Editorial

Murmu as President

Sentinel Digital Desk

The election of Draupadi Murmu as the fifteenth President of India is a historic event. Though she is not the first woman to have been elected to the highest Constitutional position of the country (Pratibha Patil was the 12th President, and had remained in office from July 2007 to July 2012), Murmu happens to be the first from any tribal community to have become the President of the world's largest democracy. While the tribal communities across the country have rejoiced at her election, for the North-eastern Region, which has the highest number of tribal communities, it is definitely something very important. Purno A Sangma, one of the greatest political leaders of national stature that the Northeast had ever produced in the past 75 years, was a candidate for the presidential elections in 2012. Though he had lost the election to Pranab Mukherjee, the former Lok Sabha Speaker had very accurately predicted that the day was not far when a tribal person would occupy Rashtrapati Bhawan. Had Sangma won, he would have created two records, of being a tribal as well as a Christian making it to Raisina Hills.

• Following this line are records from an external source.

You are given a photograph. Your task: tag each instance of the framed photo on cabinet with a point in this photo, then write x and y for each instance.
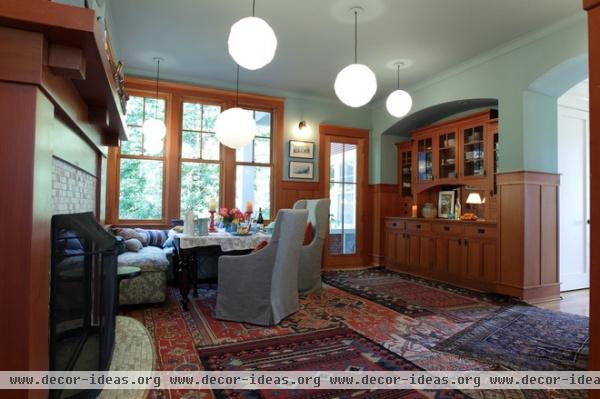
(301, 170)
(302, 149)
(445, 203)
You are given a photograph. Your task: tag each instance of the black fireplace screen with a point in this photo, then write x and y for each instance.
(83, 295)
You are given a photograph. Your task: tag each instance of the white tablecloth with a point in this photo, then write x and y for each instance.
(226, 241)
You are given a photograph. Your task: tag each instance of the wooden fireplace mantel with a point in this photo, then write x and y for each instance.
(61, 49)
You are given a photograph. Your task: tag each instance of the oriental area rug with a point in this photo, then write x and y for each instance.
(431, 330)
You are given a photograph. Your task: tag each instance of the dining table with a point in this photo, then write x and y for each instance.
(192, 251)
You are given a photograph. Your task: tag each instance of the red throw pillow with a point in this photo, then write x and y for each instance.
(260, 246)
(307, 234)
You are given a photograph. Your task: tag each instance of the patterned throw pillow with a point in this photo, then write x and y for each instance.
(260, 246)
(133, 245)
(307, 234)
(156, 238)
(131, 233)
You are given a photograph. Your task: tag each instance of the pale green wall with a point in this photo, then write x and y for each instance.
(505, 74)
(527, 123)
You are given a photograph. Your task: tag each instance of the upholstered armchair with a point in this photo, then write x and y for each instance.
(309, 271)
(262, 287)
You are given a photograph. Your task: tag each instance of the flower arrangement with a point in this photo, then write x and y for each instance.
(231, 216)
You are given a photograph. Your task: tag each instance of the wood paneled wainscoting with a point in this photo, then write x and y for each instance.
(593, 8)
(384, 201)
(528, 219)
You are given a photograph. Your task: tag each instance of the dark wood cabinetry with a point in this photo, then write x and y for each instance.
(458, 252)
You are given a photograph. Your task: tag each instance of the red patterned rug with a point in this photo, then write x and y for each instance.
(417, 297)
(337, 349)
(180, 336)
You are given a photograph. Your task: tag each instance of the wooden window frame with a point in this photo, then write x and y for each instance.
(115, 152)
(176, 94)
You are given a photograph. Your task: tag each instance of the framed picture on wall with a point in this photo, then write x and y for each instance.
(302, 149)
(445, 203)
(301, 170)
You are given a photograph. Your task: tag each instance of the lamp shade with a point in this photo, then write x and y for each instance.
(398, 103)
(235, 127)
(474, 198)
(252, 43)
(355, 85)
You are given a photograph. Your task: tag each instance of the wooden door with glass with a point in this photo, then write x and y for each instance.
(447, 155)
(424, 164)
(345, 174)
(473, 152)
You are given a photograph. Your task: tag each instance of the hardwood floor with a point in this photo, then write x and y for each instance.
(575, 302)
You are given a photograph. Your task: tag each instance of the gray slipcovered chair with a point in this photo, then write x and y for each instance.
(262, 287)
(309, 270)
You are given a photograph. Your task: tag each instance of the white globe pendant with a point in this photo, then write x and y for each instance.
(355, 85)
(399, 103)
(235, 127)
(252, 43)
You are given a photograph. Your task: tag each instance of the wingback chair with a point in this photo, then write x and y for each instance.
(262, 287)
(309, 271)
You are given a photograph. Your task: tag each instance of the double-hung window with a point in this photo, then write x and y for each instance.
(200, 157)
(141, 163)
(254, 167)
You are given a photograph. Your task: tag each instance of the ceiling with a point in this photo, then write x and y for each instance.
(316, 37)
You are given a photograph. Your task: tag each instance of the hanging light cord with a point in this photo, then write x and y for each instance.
(237, 89)
(157, 79)
(355, 37)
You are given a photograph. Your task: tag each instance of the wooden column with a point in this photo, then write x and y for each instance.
(385, 201)
(593, 8)
(528, 219)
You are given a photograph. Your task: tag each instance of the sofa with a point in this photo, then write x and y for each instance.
(154, 259)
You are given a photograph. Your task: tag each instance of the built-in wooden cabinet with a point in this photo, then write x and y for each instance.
(405, 176)
(460, 154)
(457, 252)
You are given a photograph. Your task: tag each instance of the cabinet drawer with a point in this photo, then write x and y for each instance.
(394, 224)
(481, 231)
(448, 228)
(418, 226)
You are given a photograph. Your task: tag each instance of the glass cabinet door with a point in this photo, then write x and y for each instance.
(406, 173)
(496, 155)
(473, 156)
(425, 159)
(447, 155)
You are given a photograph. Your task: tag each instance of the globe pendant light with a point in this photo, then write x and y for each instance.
(252, 42)
(399, 102)
(154, 129)
(356, 84)
(235, 127)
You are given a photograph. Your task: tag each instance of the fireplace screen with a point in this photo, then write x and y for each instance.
(83, 296)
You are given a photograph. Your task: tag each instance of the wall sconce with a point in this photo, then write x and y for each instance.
(303, 130)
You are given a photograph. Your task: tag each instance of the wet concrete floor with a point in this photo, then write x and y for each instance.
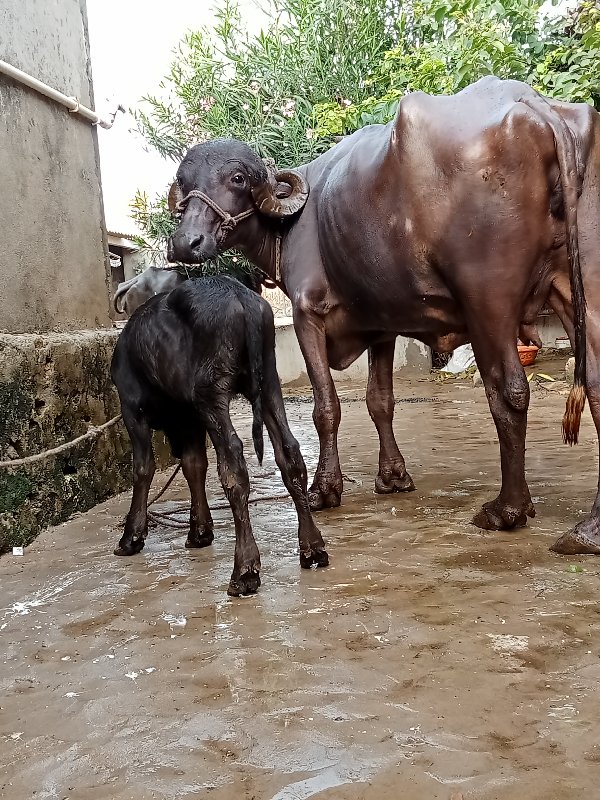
(430, 658)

The journey of the 1958-born Draupadi Murmu from an obscure village called Uparbeda in the Mayurbhanj district of Odisha to Raisina Hills is in fact a story worth including in high school textbooks, which in turn will inspire hundreds and thousands of poor, downtrodden people, irrespective of whether tribal or non-tribal, to draw a roadmap for success. While both her grandfather and father were village heads, Draupadi Murmu began her career as a Junior Assistant at the Irrigation Department of the Odisha Government, then turned into a teacher, and finally stepped into public life by getting elected as a councilor of the Rairangpur Nagar Panchayat in 1997 as a Bharatiya Janata Party (BJP) candidate. Having been elected twice to the Odisha Assembly, she had also served as a minister and became national vice-president of BJP's Scheduled Tribes Morcha. In 2014, she was appointed Governor of Jharkhand, and eight years later she has become India's first citizen. On the personal front, she has had to face a series of tragedies, which included the death of her husband and son. But then, that Draupadi Murmu is a person with a strong will and courage is proved as she continued with public service which won her the highest status of a Republic.